There are now 20.25 million statistical bales committed for the current marketing year, including 3.35 million bales that are going to domestic mills, out of a crop of around  21.0 million. In addition to that we had 2.75 million bales in beginning stocks, but with export commitments for August onwards at 3.8 million bales and with domestic needs of 0.8-0.9 million bales between August and October, it is easy to see why the statistical picture is about as tight as it has ever been in early May. 

This is why the market is getting increasingly nervous about the persistent drought in West Texas, where nearly the entire panhandle is reported to be in a “severe to exceptional drought”. Lubbock has received only 1.10 inches of rain since the beginning of the year, which compares to nearly 5 inches a year ago. There is still time to turn the situation around and a few inches over the next 4-5 weeks would certainly get things going, but we feel that even with some rain we won’t see another bumper crop like in the previous two seasons. 

Trade shorts, which for the most part consist of positions against on-call sales, are still hoping for something to spook the spec longs into selling, be it rain in West Texas, cancellations of export sales or perhaps some renewed turmoil in the world’s financial markets. However, time is starting to run short since there are only about six weeks left to get all these fixations and other short positions squared away. 

Unlike last season, when commodities were still downtrodden in the investment world, we now have prominent outfits like Goldman Sachs beating the bullish drums, stating this week that “the strategic case for owning commodities has rarely been stronger”.  

This reinforces our belief that specs will not give up on their net long position like they did last season, but that most of them will opt to roll their longs to December. This would be problematic for the many trade shorts that remain, because they need net selling in order for them to get out. 

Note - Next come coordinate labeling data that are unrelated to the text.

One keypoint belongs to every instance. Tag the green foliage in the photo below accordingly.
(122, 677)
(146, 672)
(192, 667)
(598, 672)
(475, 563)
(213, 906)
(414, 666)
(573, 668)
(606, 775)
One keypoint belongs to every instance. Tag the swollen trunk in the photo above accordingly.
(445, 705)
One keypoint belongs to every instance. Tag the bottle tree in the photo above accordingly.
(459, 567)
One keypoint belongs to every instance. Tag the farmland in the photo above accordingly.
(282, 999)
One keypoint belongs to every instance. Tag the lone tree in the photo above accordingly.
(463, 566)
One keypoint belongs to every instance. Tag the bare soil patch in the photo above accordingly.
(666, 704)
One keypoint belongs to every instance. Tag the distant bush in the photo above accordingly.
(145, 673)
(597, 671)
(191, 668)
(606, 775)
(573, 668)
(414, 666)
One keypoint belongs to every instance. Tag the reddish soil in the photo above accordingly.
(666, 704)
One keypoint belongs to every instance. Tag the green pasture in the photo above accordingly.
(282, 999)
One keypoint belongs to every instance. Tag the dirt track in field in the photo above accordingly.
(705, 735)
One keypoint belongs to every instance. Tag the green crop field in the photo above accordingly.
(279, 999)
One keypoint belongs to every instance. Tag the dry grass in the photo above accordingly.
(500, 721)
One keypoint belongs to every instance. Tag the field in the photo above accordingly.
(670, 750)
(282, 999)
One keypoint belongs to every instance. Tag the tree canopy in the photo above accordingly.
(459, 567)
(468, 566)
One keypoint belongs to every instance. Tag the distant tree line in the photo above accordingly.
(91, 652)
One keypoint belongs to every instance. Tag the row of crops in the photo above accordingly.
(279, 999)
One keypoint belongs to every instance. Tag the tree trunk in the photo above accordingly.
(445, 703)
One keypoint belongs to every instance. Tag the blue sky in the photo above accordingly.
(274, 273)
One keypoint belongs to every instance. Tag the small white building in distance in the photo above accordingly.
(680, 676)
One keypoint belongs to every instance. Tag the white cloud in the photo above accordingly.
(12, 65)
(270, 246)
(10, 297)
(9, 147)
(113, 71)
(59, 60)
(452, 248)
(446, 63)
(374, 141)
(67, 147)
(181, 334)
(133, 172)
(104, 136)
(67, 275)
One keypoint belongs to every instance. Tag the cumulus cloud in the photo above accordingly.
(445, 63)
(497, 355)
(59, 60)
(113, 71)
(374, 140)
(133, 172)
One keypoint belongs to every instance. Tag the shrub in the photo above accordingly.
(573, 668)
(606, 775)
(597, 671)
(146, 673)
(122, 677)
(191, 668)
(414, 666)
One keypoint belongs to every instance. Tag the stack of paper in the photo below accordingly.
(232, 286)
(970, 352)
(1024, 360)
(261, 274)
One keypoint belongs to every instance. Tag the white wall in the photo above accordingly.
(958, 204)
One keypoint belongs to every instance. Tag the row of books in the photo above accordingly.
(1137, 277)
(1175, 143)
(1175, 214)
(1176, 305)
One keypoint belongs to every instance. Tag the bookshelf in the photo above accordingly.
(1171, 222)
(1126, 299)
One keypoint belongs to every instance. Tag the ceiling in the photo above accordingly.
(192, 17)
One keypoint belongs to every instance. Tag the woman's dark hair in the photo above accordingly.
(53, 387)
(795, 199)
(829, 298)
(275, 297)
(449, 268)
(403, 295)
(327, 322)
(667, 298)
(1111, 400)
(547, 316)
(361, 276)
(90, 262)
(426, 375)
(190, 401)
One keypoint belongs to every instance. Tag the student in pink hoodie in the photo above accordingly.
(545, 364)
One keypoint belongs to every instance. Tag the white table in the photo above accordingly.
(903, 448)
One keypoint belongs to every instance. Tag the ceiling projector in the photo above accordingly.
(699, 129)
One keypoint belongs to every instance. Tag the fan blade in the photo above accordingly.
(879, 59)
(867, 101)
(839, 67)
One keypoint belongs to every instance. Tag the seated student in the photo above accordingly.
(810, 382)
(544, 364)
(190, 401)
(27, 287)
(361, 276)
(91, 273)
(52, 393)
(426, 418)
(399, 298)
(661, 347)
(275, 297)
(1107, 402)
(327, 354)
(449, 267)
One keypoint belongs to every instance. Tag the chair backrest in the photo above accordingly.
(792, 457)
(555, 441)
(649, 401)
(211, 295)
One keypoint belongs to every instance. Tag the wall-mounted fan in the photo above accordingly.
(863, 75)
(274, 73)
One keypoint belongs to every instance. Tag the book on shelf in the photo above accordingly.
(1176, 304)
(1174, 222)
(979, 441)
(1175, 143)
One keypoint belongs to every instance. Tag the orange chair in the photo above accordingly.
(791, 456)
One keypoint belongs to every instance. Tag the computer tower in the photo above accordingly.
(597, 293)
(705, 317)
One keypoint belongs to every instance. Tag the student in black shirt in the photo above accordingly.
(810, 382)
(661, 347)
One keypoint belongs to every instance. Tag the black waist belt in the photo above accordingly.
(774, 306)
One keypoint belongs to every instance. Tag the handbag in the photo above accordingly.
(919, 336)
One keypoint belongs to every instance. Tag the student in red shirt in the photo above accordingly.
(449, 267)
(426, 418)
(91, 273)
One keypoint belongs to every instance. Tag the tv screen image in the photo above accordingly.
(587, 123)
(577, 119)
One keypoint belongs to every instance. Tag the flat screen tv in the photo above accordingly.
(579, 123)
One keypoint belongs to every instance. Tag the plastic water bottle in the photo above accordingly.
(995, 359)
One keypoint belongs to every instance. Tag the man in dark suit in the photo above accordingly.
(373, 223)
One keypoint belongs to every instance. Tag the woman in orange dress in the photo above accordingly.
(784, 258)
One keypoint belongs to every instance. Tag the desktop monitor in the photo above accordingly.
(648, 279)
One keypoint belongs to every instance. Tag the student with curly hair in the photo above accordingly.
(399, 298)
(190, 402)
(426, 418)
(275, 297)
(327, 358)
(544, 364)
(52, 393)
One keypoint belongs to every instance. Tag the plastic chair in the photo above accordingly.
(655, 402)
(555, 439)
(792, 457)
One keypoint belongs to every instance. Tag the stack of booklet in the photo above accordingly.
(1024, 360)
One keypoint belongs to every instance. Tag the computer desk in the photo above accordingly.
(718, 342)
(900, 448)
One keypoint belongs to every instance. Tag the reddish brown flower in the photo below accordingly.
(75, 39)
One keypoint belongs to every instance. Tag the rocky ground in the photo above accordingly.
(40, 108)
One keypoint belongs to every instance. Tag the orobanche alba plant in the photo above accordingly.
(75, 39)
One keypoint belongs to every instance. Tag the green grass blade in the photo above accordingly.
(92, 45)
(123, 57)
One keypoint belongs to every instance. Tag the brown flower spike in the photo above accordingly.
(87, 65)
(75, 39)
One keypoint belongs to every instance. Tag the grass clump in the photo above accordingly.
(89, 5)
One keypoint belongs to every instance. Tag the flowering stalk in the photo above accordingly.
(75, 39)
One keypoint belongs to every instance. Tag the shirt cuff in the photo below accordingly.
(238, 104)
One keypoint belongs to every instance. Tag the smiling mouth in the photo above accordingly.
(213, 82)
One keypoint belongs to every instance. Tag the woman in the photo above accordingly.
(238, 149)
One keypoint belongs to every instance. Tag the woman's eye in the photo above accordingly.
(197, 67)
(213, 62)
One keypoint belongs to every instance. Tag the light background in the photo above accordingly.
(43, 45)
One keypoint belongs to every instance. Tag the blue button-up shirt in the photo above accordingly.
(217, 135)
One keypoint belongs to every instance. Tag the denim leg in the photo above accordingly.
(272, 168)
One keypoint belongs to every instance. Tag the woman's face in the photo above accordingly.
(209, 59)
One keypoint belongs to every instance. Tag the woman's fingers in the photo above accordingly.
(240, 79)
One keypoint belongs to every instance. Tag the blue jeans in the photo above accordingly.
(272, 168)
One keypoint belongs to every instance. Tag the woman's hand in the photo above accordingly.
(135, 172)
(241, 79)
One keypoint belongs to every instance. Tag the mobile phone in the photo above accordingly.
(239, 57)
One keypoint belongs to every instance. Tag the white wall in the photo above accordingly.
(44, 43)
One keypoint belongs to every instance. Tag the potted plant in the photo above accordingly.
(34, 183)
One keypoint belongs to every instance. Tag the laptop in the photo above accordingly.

So where do we go from here? Another week has gone by and we are still confronted with the same problem, only a little bigger since open interest has been going up. The shorts may continue to hold off for another week or two in the hope that spec longs will blink first, but they are playing with fire!

The longer they wait, the more they will ultimately have to cover in a short amount of time, which sets the stage for a blow-off move. We continue to favor higher prices in July, while December depends on whether rain arrives in time to avert a large drop in planted acreage.